Effects of label noise on the classification of outlier observations
Matheus Vinícius Barreto de Farias, Mario de Castro
TL;DR
This work evaluates BCOPS, a conformal-prediction approach that yields prediction sets with a nominal coverage of $1-\alpha$ (e.g., $0.95$) and can abstain when no training-class support exists, under training-label noise. The authors introduce a label-noise corruption function $g(y)$ with probability $\phi$ of flipping a label to a uniformly drawn class, and assess per-class coverage and outlier abstention across synthetic two-class and ten-class settings, plus MNIST (digits 0–5 trained, 6–9 as outliers). Across datasets, BCOPS maintains coverage near $0.95$ across noise levels, with occasional slight increases, and abstention on outliers decreases at low noise before recovering as noise grows.

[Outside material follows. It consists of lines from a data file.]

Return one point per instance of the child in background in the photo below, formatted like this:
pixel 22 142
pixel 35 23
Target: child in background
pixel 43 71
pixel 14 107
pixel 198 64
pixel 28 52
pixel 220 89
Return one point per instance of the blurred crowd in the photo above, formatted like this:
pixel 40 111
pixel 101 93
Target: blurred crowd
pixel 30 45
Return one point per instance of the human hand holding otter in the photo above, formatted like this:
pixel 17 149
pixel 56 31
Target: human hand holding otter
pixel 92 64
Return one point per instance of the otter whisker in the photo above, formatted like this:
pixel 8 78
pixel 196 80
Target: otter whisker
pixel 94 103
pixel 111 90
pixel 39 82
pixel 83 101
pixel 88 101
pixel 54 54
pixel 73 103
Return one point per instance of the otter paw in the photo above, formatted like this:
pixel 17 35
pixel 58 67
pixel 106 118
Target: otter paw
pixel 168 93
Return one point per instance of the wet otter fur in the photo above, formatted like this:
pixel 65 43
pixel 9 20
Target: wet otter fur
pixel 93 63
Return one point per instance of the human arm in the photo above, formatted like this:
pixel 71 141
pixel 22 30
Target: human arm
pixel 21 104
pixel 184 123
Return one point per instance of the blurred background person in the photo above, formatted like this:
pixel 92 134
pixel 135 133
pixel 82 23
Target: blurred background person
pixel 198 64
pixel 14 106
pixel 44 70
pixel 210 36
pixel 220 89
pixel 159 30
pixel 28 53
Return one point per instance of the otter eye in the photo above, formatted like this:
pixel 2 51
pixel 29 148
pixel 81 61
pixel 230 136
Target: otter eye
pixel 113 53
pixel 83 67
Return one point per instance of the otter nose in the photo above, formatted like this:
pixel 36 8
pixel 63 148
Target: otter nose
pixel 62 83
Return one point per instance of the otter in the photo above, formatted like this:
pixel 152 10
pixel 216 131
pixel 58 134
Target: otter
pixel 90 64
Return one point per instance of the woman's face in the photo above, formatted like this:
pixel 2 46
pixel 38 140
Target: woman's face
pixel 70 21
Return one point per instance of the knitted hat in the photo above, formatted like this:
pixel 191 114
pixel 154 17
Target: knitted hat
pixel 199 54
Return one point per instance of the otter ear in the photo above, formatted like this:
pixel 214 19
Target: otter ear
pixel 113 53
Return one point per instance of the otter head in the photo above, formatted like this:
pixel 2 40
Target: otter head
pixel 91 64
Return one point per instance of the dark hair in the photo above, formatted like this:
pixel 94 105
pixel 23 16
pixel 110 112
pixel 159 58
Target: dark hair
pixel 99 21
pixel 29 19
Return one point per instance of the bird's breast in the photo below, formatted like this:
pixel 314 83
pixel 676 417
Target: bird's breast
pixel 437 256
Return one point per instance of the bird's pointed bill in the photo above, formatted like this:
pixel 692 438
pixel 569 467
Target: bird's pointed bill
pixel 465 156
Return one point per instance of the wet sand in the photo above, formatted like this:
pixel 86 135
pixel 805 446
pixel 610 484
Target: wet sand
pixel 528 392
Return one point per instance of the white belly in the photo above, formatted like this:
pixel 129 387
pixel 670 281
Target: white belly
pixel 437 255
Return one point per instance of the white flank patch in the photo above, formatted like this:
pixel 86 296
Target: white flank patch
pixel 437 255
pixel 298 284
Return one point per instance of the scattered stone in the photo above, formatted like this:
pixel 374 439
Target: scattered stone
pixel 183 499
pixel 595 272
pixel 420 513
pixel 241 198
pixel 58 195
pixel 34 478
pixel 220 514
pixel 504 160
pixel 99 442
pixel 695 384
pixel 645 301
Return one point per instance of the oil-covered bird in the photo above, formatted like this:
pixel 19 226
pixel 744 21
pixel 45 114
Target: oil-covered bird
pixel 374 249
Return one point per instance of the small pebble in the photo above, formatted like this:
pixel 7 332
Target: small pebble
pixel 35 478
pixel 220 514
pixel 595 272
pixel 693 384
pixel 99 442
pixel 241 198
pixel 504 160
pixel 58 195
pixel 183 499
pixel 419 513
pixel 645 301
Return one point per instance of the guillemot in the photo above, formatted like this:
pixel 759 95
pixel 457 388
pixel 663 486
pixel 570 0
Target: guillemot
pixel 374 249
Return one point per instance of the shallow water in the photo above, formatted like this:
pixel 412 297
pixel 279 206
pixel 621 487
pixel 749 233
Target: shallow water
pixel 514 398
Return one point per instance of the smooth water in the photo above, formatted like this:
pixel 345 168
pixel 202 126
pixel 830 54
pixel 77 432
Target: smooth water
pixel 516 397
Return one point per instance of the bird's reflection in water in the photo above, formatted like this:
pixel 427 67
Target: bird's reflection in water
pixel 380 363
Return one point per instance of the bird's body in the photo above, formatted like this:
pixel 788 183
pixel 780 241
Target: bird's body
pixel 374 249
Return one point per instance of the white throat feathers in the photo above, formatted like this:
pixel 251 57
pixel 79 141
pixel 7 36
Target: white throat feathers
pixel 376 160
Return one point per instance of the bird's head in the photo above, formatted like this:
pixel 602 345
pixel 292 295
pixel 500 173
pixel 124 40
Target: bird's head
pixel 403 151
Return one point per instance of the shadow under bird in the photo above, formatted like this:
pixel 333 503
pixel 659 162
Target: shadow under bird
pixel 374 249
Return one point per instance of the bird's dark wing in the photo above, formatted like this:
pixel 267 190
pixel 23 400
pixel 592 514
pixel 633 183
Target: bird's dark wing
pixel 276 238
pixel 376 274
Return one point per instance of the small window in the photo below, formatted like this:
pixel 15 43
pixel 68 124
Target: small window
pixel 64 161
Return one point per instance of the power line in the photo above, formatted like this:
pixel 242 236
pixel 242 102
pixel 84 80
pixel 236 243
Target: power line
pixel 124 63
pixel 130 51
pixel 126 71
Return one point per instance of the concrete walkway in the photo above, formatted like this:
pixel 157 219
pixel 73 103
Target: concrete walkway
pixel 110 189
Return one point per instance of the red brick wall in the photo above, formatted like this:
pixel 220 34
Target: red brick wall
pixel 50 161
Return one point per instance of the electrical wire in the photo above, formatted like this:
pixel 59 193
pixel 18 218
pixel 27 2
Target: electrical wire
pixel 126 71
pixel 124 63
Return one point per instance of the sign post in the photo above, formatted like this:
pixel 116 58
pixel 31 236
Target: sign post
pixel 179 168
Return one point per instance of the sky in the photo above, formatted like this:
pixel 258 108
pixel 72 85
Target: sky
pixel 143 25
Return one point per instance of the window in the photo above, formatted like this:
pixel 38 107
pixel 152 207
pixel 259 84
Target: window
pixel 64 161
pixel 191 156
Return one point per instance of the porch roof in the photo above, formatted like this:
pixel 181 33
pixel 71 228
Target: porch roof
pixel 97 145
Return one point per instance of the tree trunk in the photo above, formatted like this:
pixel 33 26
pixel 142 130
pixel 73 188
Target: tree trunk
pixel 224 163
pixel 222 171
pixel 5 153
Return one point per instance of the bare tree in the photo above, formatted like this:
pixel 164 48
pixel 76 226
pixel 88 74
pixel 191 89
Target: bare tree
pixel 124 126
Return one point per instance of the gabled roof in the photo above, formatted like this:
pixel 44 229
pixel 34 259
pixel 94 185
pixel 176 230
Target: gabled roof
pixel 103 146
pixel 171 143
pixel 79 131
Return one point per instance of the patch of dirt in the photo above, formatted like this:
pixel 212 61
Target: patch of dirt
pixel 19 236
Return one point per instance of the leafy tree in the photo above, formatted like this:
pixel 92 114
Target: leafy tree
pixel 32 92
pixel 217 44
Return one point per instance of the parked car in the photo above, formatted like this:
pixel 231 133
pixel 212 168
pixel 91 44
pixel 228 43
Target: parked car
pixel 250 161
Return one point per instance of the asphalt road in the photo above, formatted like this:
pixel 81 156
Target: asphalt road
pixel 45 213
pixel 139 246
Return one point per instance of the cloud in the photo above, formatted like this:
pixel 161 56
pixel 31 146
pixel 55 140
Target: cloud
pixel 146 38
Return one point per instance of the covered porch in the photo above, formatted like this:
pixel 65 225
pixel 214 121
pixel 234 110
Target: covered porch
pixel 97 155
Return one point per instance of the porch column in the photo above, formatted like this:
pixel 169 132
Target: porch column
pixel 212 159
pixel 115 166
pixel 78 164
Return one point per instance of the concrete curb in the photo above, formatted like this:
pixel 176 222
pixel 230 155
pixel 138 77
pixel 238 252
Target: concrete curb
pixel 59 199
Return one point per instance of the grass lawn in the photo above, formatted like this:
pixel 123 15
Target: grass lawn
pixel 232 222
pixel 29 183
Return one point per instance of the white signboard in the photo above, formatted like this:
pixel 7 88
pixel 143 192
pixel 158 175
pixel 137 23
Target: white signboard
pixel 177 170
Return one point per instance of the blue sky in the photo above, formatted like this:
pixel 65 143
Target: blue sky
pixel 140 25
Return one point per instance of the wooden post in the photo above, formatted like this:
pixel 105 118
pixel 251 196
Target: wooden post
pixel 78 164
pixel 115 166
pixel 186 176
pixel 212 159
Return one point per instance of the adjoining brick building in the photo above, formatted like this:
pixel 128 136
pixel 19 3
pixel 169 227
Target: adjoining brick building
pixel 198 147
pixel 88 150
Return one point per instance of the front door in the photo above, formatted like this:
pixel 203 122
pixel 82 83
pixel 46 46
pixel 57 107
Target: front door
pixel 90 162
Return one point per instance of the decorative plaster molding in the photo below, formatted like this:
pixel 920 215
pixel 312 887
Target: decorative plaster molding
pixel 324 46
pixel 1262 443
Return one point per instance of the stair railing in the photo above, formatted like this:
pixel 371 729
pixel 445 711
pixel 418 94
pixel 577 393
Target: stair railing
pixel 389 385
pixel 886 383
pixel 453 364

These results corroborate the robustness of conformal prediction under label-noise conditions while highlighting non-monotonic abstention behavior that practitioners should monitor in noisy data deployments. The findings support BCOPS’s applicability to real-world, imperfectly labeled data and inform considerations for abstention dynamics in outlier detection scenarios.
Abstract
This study investigates the impact of adding noise to the training set classes in classification tasks using the BCOPS algorithm (Balanced and Conformal Optimized Prediction Sets), proposed by Guan & Tibshirani (2022). The BCOPS algorithm is an application of conformal prediction combined with a machine learning method to construct prediction sets such that the probability of the true class being included in the prediction set for a test observation meets a specified coverage guarantee. An observation is considered an outlier if its true class is not present in the training set. The study employs both synthetic and real datasets and conducts experiments to evaluate the prediction abstention rate for outlier observations and the model's robustness in this previously untested scenario. The results indicate that the addition of noise, even in small amounts, can have a significant effect on model performance.